ALTHOUGH THE BENEFITS ARE GOOD, being a Border Patrol agent can be grueling, lonely, and dangerous. Most agents serve at the southwestern border, many in dusty towns so small and isolated that “you’ll miss them if you blink,” as one agent described to me.
Morale has dropped among Border Patrol agents. Every agent I talked to groused about the media’s portrayal of them, accusing news outlets of missing “the nuances of the job” or “flat-out lying.” They resent congressional leaders who visit their facilities and sob on national TV, using language such as “concentration camps” and “cages” to describe conditions. They bristle when the public calls them racist and inhumane. They say nobody acknowledges the sacrifices and stress of their job.
These agents feel that the vitriol against them is unwarranted and reflects a lack of understanding of Border Patrol duties: Agents cannot make immigration laws and policies—someone in D.C. signs an order, and they execute it on the ground. “Our role is actually very small,” one supervising agent in El Paso told me: “All we do is apprehend someone, and then turn them over to another agency—that’s it.”
Marzec served 23 years in the Border Patrol under four different presidents: Clinton, Bush, Obama, and Trump. He describes forces much bigger and more powerful than the agents—such as politicization—kicking and tossing them around. Marzec retired in 2017 at age 50—seven years earlier than he originally planned—and began a second career. The Border Patrol is losing agents faster than it can recruit and train new hires. After a peak of 21,444 in 2011, the number of agents dropped to 19,555 in 2018, despite the agency tripling its recruiting efforts.
Cabrera fumes when people criticize Border Patrol agents for what they do—the way he sees it, there’s the law, his job is to enforce the law, and that’s what he’s doing. He passionately denies that Border Patrol agents are abusive or inhumane. He and other agents store toys in their trucks and donate their own children’s clothes. Once, he and a few other guys barbecued 300 pounds of chicken to feed migrants at the local respite center. Cabrera says he has helped migrants who were drowning, dehydrated, or suffering from heart attacks, heatstroke, rattlesnake bites, or hypothermia. He saw an agent deliver three babies in one year. He’s met rape victims as young as 10, and he’s come across children lying dead in the brush.
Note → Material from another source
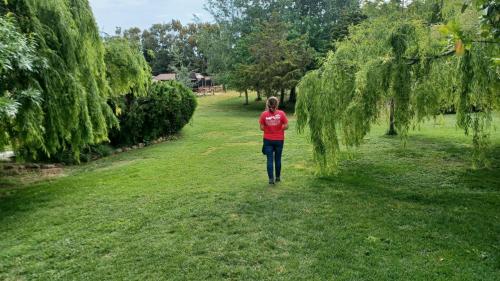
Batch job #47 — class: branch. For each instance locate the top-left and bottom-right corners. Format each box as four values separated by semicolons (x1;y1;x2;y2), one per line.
405;49;455;65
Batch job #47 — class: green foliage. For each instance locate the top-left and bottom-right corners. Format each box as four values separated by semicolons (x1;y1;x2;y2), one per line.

Still, even his own family members object to his work. His niece asked him, “How can you do that job, how can you do that to your own people?”
Cabrera told her, “You won’t find another organization in the country that saves more lives along the border than the Border Patrol.”
Last year, he apprehended a group of more than 100 people. Among them were a woman and her 22-month-old son who was unresponsive—no pulse, no breathing. Cabrera poured water over the little boy, and a medic ran over to do chest compressions. One pump, two pumps, three pumps—the boy’s arm suddenly twitched. A doctor later diagnosed him with tuberculosis, flu, pneumonia, a brain hemorrhage, and brown spider bites. Soon after, Cabrera signed up for an EMT course: “I don’t want that to happen ever again.”